No sé en otros lugares de la gira, pero aquí en Madrid había un anfitrión y un invitado y se ha notado mucho quién era cada cual. Un invitado de lujo, pero invitado al fin. Y un anfitrión generoso que regaló a su primo El Nano algunas de sus mejores perlas, como Contigo o A la orilla de la chimenea. Joaquín en el escenario estaba en su casa, aunque la acústica del Palacio de Deportes es horrorosa. Pero le da lo mismo, no le hace falta porque sus canciones las cantamos todos, las coreamos y él siempre nos toma la lección. Ya he dicho alguna vez que a los conciertos de Sabina no se va a oírle cantar, se va a despendolarse y a que nos despeine el vientecillo de la libertad. Serrat es otra cosa mucho más formal; hay que escucharle en silencio y, algunas canciones, con los ojos un poco entornados, dejando que tiemblen nuestros recuerdos al mismo tiempo que a él le tiembla el corazón en la garganta. A Sabina le amo porque me destripa el alma, me deja el corazón en los huesos y siempre tiene un verso que me encaja y le odio porque el muy cabrón ha escrito todo lo que quisiera haber escrito yo. A Serrat le escucho con la misma lejanía placentera con que puedo escuchar, no sé, a Pavarotti, porque yo, mal que me pese, no nací en el Mediterráneo y tampoco me llamo Penélope ni Lucía; con lo que sí me identifico es con lo de esos locos bajitos, ahora que los tengo tan cerca. Pero va para muy largo que aprendí que las palabras de amor, sencillas y tiernas, siempre esconden más de cien mentiras aunque, eso sí, valen la pena. Quizá por eso, ya no me creo lo de que hoy -ni tampoco mañana- puede ser un gran día. Sin embargo, parece mentira pero aún andan por ahí, si no más de cien, sí unos cuantos pares de pupilas donde verme viva.
Joaquín se paseaba por el escenario como por el pasillo de su casa, estaba en su casa. Joan Manuel era ese amigo íntimo que, aunque se le dé toda la confianza, casi no se atreve a abrir la nevera.
La primera hora, francamente, me aburrí. Se me pasó pensando que el tiempo corría y no nos metíamos en harina.

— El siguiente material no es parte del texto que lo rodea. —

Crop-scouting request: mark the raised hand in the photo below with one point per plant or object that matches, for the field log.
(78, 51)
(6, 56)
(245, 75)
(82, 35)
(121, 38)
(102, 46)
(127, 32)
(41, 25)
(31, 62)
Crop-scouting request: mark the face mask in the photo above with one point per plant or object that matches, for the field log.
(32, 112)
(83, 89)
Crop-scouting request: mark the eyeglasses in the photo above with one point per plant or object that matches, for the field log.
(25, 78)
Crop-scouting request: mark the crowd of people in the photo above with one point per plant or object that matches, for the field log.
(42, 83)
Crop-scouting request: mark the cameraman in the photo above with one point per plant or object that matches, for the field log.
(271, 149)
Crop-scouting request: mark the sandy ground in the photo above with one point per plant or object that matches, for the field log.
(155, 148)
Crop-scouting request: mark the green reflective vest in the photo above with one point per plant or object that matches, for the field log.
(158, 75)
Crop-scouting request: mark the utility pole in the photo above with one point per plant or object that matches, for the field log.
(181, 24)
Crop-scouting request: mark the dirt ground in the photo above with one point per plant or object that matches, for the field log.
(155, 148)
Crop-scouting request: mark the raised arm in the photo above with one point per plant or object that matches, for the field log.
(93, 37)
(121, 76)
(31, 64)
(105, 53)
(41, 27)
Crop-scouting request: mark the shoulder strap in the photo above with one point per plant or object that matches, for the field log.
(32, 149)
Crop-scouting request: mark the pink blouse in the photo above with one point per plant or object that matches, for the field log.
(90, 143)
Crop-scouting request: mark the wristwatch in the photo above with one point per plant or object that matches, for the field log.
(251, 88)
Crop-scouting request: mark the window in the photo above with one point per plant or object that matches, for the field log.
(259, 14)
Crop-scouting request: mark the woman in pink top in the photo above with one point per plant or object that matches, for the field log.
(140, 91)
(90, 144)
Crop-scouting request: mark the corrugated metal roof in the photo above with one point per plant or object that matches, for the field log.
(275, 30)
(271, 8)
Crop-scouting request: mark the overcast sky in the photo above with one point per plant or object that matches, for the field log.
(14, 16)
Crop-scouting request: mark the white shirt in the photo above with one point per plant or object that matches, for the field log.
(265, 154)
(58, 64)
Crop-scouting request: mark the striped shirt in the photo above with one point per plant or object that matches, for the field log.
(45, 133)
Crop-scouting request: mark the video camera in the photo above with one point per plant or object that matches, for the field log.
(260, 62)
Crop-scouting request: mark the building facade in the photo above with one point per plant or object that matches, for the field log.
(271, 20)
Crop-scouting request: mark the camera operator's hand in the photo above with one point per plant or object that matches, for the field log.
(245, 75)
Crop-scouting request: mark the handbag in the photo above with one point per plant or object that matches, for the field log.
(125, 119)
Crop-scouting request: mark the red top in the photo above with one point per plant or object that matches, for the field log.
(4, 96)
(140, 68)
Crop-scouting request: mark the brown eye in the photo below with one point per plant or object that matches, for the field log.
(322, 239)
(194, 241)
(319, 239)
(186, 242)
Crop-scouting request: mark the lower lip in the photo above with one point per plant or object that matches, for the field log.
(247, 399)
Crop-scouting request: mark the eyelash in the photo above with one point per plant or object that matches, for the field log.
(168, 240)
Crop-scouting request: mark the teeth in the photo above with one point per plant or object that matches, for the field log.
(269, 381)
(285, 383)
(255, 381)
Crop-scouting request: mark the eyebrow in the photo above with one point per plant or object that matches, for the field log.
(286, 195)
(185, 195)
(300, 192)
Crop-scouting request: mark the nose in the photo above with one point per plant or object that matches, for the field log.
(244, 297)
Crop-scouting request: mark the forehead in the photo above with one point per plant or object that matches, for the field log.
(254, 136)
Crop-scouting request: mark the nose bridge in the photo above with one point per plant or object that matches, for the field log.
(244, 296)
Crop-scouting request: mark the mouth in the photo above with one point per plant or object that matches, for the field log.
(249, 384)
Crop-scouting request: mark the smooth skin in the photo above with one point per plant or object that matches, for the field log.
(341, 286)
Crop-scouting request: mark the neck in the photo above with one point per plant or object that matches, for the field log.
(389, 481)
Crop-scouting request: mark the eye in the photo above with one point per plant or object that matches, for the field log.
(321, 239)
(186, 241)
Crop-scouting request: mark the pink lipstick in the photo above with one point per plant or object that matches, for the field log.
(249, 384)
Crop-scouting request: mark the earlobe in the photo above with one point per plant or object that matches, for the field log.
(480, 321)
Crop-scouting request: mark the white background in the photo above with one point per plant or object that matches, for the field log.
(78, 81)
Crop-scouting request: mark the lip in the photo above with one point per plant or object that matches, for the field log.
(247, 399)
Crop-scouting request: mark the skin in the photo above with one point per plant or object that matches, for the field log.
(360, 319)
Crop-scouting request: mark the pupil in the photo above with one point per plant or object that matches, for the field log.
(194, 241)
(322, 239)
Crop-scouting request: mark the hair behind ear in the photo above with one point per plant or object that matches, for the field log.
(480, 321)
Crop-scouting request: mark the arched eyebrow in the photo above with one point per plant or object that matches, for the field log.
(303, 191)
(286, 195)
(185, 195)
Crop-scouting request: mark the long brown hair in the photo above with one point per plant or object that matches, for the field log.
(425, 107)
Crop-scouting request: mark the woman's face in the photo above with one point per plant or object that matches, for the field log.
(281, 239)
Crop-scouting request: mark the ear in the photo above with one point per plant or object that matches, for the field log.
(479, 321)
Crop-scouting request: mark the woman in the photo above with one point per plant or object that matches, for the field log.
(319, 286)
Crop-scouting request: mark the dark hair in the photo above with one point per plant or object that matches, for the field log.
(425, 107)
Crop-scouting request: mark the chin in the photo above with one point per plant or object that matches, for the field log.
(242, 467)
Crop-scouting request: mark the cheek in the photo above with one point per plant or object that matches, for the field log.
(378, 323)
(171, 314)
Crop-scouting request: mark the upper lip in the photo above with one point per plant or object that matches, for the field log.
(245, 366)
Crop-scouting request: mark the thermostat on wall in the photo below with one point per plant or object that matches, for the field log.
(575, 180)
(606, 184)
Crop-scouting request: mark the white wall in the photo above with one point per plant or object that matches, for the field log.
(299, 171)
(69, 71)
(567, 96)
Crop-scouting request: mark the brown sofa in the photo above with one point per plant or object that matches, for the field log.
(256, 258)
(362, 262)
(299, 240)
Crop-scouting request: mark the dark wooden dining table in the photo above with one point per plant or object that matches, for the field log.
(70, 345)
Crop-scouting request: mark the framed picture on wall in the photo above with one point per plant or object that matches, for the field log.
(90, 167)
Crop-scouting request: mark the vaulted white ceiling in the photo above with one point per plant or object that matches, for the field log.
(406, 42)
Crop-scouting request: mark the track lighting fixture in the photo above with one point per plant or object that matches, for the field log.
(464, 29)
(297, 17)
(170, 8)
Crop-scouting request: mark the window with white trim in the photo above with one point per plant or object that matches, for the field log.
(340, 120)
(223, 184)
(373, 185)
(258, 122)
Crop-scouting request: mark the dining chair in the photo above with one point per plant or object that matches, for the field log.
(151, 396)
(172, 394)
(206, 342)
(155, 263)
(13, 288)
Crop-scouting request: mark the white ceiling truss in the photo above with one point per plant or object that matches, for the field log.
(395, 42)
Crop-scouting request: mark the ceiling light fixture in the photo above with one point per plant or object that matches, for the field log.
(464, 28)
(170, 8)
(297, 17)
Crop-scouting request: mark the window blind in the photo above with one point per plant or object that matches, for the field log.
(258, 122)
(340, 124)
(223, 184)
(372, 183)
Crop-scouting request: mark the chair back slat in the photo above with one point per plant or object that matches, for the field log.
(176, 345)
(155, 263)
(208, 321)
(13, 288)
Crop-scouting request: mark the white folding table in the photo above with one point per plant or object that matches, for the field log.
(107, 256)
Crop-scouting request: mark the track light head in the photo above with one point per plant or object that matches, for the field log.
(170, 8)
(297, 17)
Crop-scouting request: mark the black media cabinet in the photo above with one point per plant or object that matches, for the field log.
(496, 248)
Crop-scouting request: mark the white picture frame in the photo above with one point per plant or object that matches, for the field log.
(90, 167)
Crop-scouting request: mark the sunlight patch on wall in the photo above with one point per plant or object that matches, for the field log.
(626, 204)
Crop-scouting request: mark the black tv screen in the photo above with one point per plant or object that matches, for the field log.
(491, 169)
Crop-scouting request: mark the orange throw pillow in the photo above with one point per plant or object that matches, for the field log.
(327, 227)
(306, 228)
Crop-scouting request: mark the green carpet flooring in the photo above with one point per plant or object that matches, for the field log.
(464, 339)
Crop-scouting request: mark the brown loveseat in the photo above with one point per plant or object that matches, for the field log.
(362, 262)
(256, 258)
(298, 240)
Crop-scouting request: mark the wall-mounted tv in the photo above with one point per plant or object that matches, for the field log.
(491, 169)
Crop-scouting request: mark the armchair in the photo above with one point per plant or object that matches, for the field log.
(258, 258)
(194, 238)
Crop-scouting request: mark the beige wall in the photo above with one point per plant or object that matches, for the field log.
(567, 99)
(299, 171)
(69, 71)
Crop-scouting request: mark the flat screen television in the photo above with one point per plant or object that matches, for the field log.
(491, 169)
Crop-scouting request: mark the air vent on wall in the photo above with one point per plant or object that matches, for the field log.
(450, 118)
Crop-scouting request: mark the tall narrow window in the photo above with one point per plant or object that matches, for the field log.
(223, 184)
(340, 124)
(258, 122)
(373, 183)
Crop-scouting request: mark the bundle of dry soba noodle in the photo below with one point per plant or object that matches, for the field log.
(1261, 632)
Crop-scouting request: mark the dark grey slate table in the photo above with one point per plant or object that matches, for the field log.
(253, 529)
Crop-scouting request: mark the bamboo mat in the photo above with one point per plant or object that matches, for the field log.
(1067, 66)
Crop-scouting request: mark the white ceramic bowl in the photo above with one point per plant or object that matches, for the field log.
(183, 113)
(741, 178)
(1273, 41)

Luego la cosa se fue arreglando, sobre todo en los tres cuartos de hora de bises. Porque nos dieron las diez y las once, las doce, la una y hasta la una y cuarto. Estábamos en la penúltima fila, así que subimos una más y nos fuimos al gallinero a pisar el acelerador y a bailar con el pirata cojo. Por cierto, a Serrat se le despegaba bastante la casaca de corsario.
Verlos juntos tiene la emoción de ver nuestra historia hecha música. Y sí, es una ocasión histórica porque será única. Eso espero. Los experimentos, mire usté, con gaseosa.